Pasritamig is an investigational bispecific antibody created to bind both KLK2 on prostate tumor cells and CD3 on T-cells, redirecting the immune response against cancer-specific targets. By focusing on a highly prostate-restricted antigen, pasritamig seeks to expand the benefits of T-cell–engaging immunotherapy to men with advanced prostate cancer, potentially transforming the treatment landscape for late-line mCRPC.

Novartis Real-World Data Supports Earlier Lutetium Lu 177 Vipivotide Tetraxetan Use in Prostate Cancer Before Chemotherapy

Recent U.S. real-world studies from Novartis' PRECISION platform highlight the effectiveness of lutetium Lu 177 vipivotide tetraxetan (Pluvicto) in PSMA-positive metastatic castration-resistant prostate cancer (mCRPC), particularly in chemotherapy-naïve patients.

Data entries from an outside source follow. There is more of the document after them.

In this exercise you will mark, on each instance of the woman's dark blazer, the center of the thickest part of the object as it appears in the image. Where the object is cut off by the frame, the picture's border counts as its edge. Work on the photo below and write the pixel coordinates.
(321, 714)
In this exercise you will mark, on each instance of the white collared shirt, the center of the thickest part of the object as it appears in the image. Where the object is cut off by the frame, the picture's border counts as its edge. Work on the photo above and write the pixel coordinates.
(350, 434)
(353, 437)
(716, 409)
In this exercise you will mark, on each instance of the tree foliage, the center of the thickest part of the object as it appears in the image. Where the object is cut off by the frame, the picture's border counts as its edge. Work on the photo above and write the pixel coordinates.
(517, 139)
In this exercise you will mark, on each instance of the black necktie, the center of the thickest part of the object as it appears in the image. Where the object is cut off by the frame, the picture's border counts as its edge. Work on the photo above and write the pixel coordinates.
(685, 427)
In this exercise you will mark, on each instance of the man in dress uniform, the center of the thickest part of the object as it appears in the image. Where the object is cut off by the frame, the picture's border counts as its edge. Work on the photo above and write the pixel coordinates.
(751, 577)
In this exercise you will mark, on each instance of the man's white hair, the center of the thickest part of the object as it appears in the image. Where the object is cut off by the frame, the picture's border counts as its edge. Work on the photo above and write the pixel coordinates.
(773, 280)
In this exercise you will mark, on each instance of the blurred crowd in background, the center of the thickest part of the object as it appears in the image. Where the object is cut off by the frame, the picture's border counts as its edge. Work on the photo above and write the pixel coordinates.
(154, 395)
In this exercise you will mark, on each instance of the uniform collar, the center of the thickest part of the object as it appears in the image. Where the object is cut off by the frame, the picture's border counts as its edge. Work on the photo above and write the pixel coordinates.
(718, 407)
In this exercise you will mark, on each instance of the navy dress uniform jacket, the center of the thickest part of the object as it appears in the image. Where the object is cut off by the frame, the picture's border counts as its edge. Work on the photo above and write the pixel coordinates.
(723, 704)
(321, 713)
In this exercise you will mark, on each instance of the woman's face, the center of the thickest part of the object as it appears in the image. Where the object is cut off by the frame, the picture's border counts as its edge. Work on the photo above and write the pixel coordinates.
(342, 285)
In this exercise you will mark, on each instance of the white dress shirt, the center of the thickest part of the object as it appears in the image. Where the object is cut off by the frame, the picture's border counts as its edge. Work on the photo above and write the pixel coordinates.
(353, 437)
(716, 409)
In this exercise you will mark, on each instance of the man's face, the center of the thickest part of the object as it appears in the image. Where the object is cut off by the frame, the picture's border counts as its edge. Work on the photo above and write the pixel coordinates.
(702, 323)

Among 500 taxane-naïve mCRPC patients previously treated with at least one androgen receptor pathway inhibitor (ARPI), median progression-free survival (PFS) reached 13.5 months.

Key Efficacy Findings

Patients receiving the radioligand therapy after just one ARPI achieved superior outcomes, with median PFS of 15.8 months, compared to 12.7 months for those post-multiple ARPIs. PSA50 response rates remained consistently high across cohorts at 62.6% overall, 61.4% for single ARPI, and 63.8% for multiple ARPIs.